Nous disposons de tout le nécessaire pour mettre un terme à la pandémie du sida, seule la volonté politique fait défaut. Ce message a été martelé lors de la conférence #AIDS2022. Cette année, la Conférence sur le sida, intitulée « Follow the Science », a montré une fois de plus que, même si aucun vaccin n’a été trouvé à ce jour (et il est légitime que cela nous interroge vu l’expérience de la récente pandémie…), les techniques médicales et les connaissances ont fait de telles avancées que plus personne ne devrait être infecté par le VIH, et encore moins mourir du sida. Or, ce qui continue de faire défaut, c’est une solidarité internationale sur laquelle on peut compter, ainsi qu’un nécessaire surcroît de moyens financiers. En 2021, les fonds internationaux disponibles pour lutter contre le VIH étaient inférieurs de 6 % à ceux de 2010. L'ONUSIDA déplore depuis longtemps cette diminution du soutien, avec les conséquences que cela implique pour ses programmes, et se bat chaque année pour obtenir des contributions sans cesse remises en question, notamment par l'ODA (Overseas Development Assistance).

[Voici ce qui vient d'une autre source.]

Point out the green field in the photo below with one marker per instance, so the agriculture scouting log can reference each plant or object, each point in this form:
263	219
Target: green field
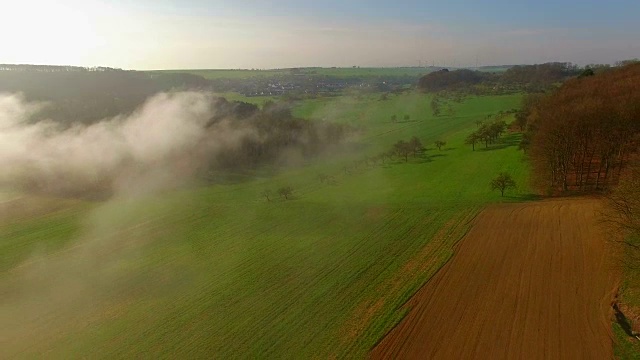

Cette année, la Conférence sur le sida, intitulée « Follow the Science », a montré une fois de plus que, même si aucun vaccin n’a été trouvé à ce jour, les techniques médicales et les connaissances ont fait de telles avancées que plus personne ne devrait être infecté par le VIH, et encore moins mourir du sida.
La lutte contre le sida s’est effondrée et l’objectif d’en finir avec cette épidémie d’ici 2030 est menacé. Le nouveau rapport de l’ONUSIDA, « In Danger », publié lors de la conférence, ainsi que de nombreuses voix qui se sont élevées à l’occasion d’AIDS 2022, ont fait part d’une profonde inquiétude et dressé un sombre tableau. La pandémie de Covid-19 a réduit les progrès à néant, accru massivement les inégalités et fait reculer la lutte contre le sida de plusieurs années. Les chiffres font l’effet d’une douche froide : un million et demi de personnes ont été infectées par le VIH/sida en 2021, soit environ un million de plus que l’objectif mondial, et les infections ont surtout augmenté dans les régions où elles avaient auparavant enregistré un recul. En 2021, une nouvelle infection est survenue toutes les deux minutes parmi les jeunes femmes et les filles, en particulier en Afrique subsaharienne. Dix millions de personnes sont en attente de traitement et 650 000 décès ont été à déplorer en 2021 (ONUSIDA, 2022 A).
Le vaginal de dapivirine permet d’espérer qu’à l’avenir, les femmes seront mieux à même de se protéger activement contre le VIH et qu’elles ne seront plus à la merci de leurs partenaires sexuels.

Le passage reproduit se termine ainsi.